In this case, comprehensive genomic profiling revealed no additional mutations. As of September 2024, 18 cases, including the present case, have been registered in the Cancer Genome Information Management Center database of Japan. Mutations were detected in the FH, NF2, SPEN, KEL, ERBB2, and NOTCH1 genes. However, none of these patients harbored driver mutations that could serve as potential therapeutic targets. In a previous report of 57 tumor samples, NF2, CDH1, and PIK3CA mutations were the most frequent (11%), and 18% of the cases showed deletions in DNA damage repair pathway genes [12]. Further accumulation of genetic mutation data is needed to advance our understanding of this disease and foster the development of novel therapies.
This case highlights the importance of genetic counseling and need for a multidisciplinary approach for comprehensive psychological care. Genetic testing revealed that the patient’s daughter harbored the same FH mutations. Consequently, a surveillance protocol, including annual MRI, was initiated under the guidance of pediatric specialists. Such proactive involvement in multiple disciplines is essential to mitigate the risks to family members who may be affected. Systemic therapy will be continued under the guidance of a multidisciplinary team as long as the patient wishes to pursue intensive treatment. Psychiatric care and logistical support for her daughter’s hospital visits will also be provided.
The immunological evaluation of the tumor and patient’s treatment course suggest the potential efficacy of combined TKI therapy and SBRT. However, further accumulation of similar cases is required to validate these findings and establish more definitive treatment strategies.
Acknowledgments
This case report was supported by all relevant medical staff at Tohoku University Hospital, Seiryo-Machi, 1-1 Aoba-Ku, Sendai, Japan. We are also grateful to the Personalized Medicine Center at Tohoku University Hospital for their valuable support with the genetic analysis.
Statement of Ethics
In accordance with the journal’s guidelines, we have included the corresponding CARE Checklist as online supplementary material (for all online suppl. material, see https://doi.org/10.1159/000547393).

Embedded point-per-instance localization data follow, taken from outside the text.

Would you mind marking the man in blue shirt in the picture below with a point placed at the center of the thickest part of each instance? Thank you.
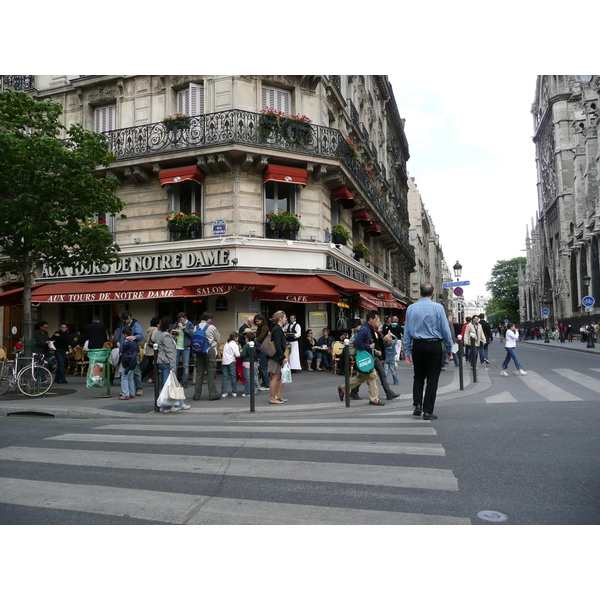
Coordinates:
(425, 330)
(363, 341)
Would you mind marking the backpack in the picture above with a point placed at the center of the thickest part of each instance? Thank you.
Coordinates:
(199, 342)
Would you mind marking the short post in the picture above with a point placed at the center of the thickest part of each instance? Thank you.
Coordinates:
(347, 370)
(252, 383)
(156, 385)
(473, 357)
(460, 364)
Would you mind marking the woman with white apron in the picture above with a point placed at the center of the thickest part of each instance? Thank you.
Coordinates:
(293, 331)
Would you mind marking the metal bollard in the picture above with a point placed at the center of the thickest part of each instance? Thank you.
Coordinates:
(252, 398)
(347, 370)
(474, 357)
(156, 390)
(460, 364)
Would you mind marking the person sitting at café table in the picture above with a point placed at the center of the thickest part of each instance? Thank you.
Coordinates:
(324, 351)
(307, 346)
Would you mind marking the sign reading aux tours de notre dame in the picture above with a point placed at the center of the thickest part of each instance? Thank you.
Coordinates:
(160, 264)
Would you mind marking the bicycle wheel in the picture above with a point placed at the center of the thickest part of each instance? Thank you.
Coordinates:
(6, 380)
(34, 382)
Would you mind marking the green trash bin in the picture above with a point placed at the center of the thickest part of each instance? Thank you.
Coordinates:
(97, 367)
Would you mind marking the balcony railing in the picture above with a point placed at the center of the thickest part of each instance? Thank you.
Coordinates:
(242, 127)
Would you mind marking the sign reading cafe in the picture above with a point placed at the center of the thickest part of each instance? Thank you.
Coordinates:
(146, 263)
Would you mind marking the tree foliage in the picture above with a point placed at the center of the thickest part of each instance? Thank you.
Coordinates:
(52, 197)
(504, 287)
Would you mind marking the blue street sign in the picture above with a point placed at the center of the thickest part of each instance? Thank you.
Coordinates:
(588, 301)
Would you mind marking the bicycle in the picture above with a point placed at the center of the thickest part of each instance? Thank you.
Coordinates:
(34, 379)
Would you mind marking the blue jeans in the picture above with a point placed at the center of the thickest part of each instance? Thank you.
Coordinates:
(163, 375)
(510, 353)
(247, 378)
(185, 353)
(127, 385)
(229, 371)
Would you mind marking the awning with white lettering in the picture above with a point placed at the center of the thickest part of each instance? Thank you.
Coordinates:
(179, 174)
(297, 288)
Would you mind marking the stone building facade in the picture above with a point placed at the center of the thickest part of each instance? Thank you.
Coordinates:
(429, 256)
(562, 244)
(332, 149)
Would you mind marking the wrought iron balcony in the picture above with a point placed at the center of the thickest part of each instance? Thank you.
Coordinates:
(255, 129)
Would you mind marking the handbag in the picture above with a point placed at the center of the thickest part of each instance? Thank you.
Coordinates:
(268, 346)
(176, 391)
(365, 362)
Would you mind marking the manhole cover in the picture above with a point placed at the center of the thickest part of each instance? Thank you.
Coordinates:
(493, 516)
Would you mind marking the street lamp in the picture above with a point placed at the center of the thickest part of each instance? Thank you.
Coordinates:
(457, 270)
(586, 281)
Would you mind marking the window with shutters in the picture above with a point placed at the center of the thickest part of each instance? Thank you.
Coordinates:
(277, 98)
(190, 100)
(105, 118)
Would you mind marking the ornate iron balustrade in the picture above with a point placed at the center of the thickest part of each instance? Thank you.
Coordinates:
(19, 83)
(242, 127)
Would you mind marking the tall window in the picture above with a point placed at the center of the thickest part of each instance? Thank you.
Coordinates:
(277, 98)
(280, 196)
(105, 118)
(190, 100)
(187, 197)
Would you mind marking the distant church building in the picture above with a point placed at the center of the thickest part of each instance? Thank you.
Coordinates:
(562, 246)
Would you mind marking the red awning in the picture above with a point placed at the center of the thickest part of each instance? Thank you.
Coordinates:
(225, 282)
(299, 288)
(354, 287)
(346, 199)
(363, 217)
(285, 175)
(179, 174)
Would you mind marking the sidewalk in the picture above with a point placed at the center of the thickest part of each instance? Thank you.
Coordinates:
(308, 392)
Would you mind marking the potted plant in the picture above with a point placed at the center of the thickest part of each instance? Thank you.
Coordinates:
(283, 222)
(339, 235)
(361, 251)
(184, 224)
(177, 121)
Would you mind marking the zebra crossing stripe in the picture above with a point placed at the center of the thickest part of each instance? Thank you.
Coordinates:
(379, 475)
(181, 509)
(247, 427)
(287, 444)
(542, 386)
(503, 397)
(585, 380)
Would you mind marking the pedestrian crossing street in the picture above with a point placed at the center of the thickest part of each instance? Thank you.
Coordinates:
(368, 468)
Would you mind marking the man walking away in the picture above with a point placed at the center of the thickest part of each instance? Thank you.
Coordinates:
(425, 329)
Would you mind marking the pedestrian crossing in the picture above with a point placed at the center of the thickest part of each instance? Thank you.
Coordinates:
(355, 470)
(541, 388)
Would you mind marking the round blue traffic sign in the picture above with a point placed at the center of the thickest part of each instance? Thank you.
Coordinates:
(587, 301)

This study was reviewed and approved by the Ethics Committee of Tohoku University Hospital (Approval No. 35403). The use of the Cancer Genome Information Management Center database of Japan is 2024-1-161. Written informed consent was obtained from the patient for publication of the details of their medical case and any accompanying images.
Conflict of Interest Statement
The authors declare no conflict of interest.
Funding Sources
This study was not supported by any sponsors or funders.
Author Contributions
Hiroshi Masuda wrote the original manuscript draft. Tomonori Sato: conceptualization, writing, review, and editing. Satoko Sato: investigation. Takuro Goto, Hiromichi Katayama, Yohei Satake, Takuma Sato, Yoshihide Kawasaki, Naoki Kawamorita, and Hidekazu Shirota: data curation. Akihiro Ito: supervision.
Data Availability Statement
The data that support the findings of this study are not publicly available due to privacy restrictions but are available from the corresponding author upon reasonable request.